If clients want to talk about what the market is doing every hour, Lee Stoerzinger is not the financial advisor for them.
Instead, Stoerzinger, founder of financial planning firm Lee Stoerzinger Inc. in Oakdale, Minn., wants to talk about their family and their background.
“When we think about money, let’s be honest – we’re not talking about just money, but also a host of related consequences and deeply felt emotions,” says Stoerzinger, who specializes in retirement planning.
Stoerzinger has many baby-boomer clients and tries to help them talk to their elderly parents and their adult children about money. He is the author of On the Back Burner, a book about aligning a person’s values with their financial planning.

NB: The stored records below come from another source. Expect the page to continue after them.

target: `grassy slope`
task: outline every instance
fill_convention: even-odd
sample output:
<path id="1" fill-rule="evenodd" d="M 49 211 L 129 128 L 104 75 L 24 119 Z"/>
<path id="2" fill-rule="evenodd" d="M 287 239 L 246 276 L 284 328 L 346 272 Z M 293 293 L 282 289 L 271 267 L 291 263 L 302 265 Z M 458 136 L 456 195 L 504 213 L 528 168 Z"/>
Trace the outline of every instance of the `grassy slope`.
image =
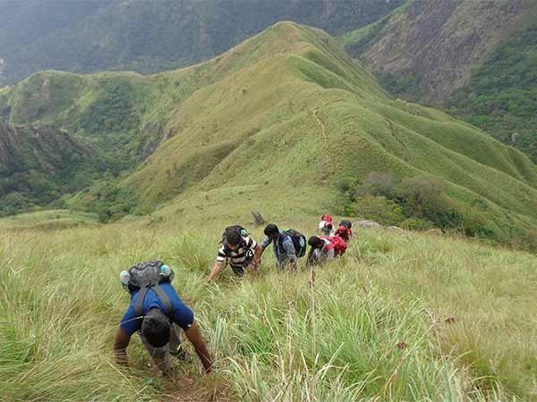
<path id="1" fill-rule="evenodd" d="M 4 230 L 57 230 L 77 226 L 97 227 L 97 215 L 76 211 L 47 210 L 3 218 L 0 229 Z"/>
<path id="2" fill-rule="evenodd" d="M 537 4 L 505 37 L 446 106 L 537 163 Z"/>
<path id="3" fill-rule="evenodd" d="M 144 211 L 189 188 L 327 188 L 389 171 L 441 176 L 461 205 L 484 201 L 484 210 L 468 211 L 499 240 L 536 218 L 537 169 L 525 156 L 439 112 L 390 99 L 328 35 L 291 22 L 184 70 L 34 74 L 0 93 L 0 105 L 12 121 L 43 120 L 100 143 L 118 168 L 164 136 L 124 180 Z"/>
<path id="4" fill-rule="evenodd" d="M 212 71 L 214 84 L 173 112 L 171 138 L 126 180 L 149 205 L 189 188 L 326 187 L 389 171 L 441 176 L 463 204 L 486 200 L 487 211 L 475 213 L 497 239 L 533 224 L 537 169 L 527 157 L 441 113 L 388 98 L 320 31 L 280 23 L 199 69 Z"/>
<path id="5" fill-rule="evenodd" d="M 235 282 L 227 269 L 206 286 L 221 228 L 248 219 L 246 210 L 226 209 L 234 205 L 224 201 L 227 214 L 209 220 L 192 210 L 160 223 L 3 230 L 4 399 L 156 400 L 177 387 L 188 398 L 192 378 L 196 391 L 237 400 L 535 400 L 534 256 L 357 230 L 347 255 L 317 271 L 313 291 L 308 272 L 277 272 L 271 253 L 257 281 Z M 316 221 L 295 214 L 277 222 L 313 233 Z M 260 238 L 260 229 L 252 233 Z M 113 334 L 128 299 L 117 273 L 156 257 L 176 270 L 175 286 L 216 355 L 208 381 L 195 360 L 178 364 L 170 381 L 156 379 L 137 339 L 132 370 L 113 365 Z M 407 347 L 398 348 L 401 341 Z"/>

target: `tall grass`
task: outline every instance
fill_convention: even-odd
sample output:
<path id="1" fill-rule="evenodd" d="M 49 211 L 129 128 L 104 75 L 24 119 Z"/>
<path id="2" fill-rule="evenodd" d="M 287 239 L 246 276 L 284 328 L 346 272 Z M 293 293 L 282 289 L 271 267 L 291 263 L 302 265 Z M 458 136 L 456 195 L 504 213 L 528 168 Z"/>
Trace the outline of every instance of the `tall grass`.
<path id="1" fill-rule="evenodd" d="M 314 272 L 281 272 L 268 252 L 258 277 L 227 269 L 206 285 L 220 235 L 166 224 L 1 234 L 2 400 L 157 400 L 184 376 L 213 384 L 195 359 L 161 381 L 134 338 L 132 368 L 114 364 L 128 303 L 117 273 L 149 258 L 175 269 L 226 398 L 535 400 L 535 257 L 359 231 L 344 258 Z"/>

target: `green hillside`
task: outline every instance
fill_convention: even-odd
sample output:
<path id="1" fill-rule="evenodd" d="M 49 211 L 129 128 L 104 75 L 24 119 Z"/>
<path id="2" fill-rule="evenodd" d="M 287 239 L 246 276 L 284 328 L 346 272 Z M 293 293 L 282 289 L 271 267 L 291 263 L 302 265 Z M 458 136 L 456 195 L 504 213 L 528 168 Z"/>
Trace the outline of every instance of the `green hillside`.
<path id="1" fill-rule="evenodd" d="M 537 169 L 526 156 L 438 111 L 393 100 L 328 34 L 291 22 L 184 70 L 37 73 L 4 90 L 0 105 L 13 122 L 38 119 L 95 141 L 124 169 L 156 148 L 118 179 L 136 195 L 124 212 L 243 186 L 254 200 L 310 188 L 296 194 L 314 210 L 314 188 L 337 191 L 342 179 L 384 172 L 396 180 L 441 178 L 450 224 L 466 234 L 505 242 L 527 237 L 537 218 Z M 91 210 L 99 194 L 67 204 Z M 343 207 L 336 197 L 332 208 Z"/>
<path id="2" fill-rule="evenodd" d="M 0 120 L 0 216 L 55 202 L 100 177 L 90 144 L 55 127 Z"/>
<path id="3" fill-rule="evenodd" d="M 303 262 L 281 272 L 267 253 L 258 278 L 237 281 L 227 268 L 207 285 L 222 228 L 250 218 L 234 201 L 219 214 L 99 228 L 13 230 L 0 221 L 3 401 L 536 400 L 535 256 L 356 227 L 345 256 L 313 281 Z M 316 231 L 320 210 L 264 206 L 280 225 Z M 248 228 L 260 239 L 262 228 Z M 118 272 L 150 258 L 175 270 L 215 356 L 210 376 L 188 342 L 192 357 L 166 379 L 137 337 L 131 368 L 115 364 L 128 303 Z"/>
<path id="4" fill-rule="evenodd" d="M 43 70 L 156 72 L 208 60 L 281 20 L 339 34 L 404 0 L 6 0 L 0 87 Z"/>

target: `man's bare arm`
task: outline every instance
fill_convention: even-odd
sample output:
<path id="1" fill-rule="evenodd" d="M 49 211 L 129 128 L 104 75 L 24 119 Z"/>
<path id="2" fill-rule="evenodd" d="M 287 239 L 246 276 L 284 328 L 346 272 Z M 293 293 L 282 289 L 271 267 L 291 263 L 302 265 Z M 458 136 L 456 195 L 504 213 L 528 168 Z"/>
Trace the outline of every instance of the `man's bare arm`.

“You shouldn’t let your client sit their 94-year-old mother down and start talking about where the check book is or what’s happening to her money days after their father -- her lifelong mate -- died,” says Stoerzinger. Instead, start by appreciating storytelling.
Before talking about financial specifics, an advisor needs to appreciate that clients want to talk about goals and life experiences, he says.
“We are in a unique position as financial advisors: People often tell us things they don’t tell anyone else. We can see the dynamics between our clients, their parents and their children, and we need to encourage communication between our clients and their family members.
“As a society, we have to start talking to each other,” he advises, “and this is often difficult, especially when the topic is money.”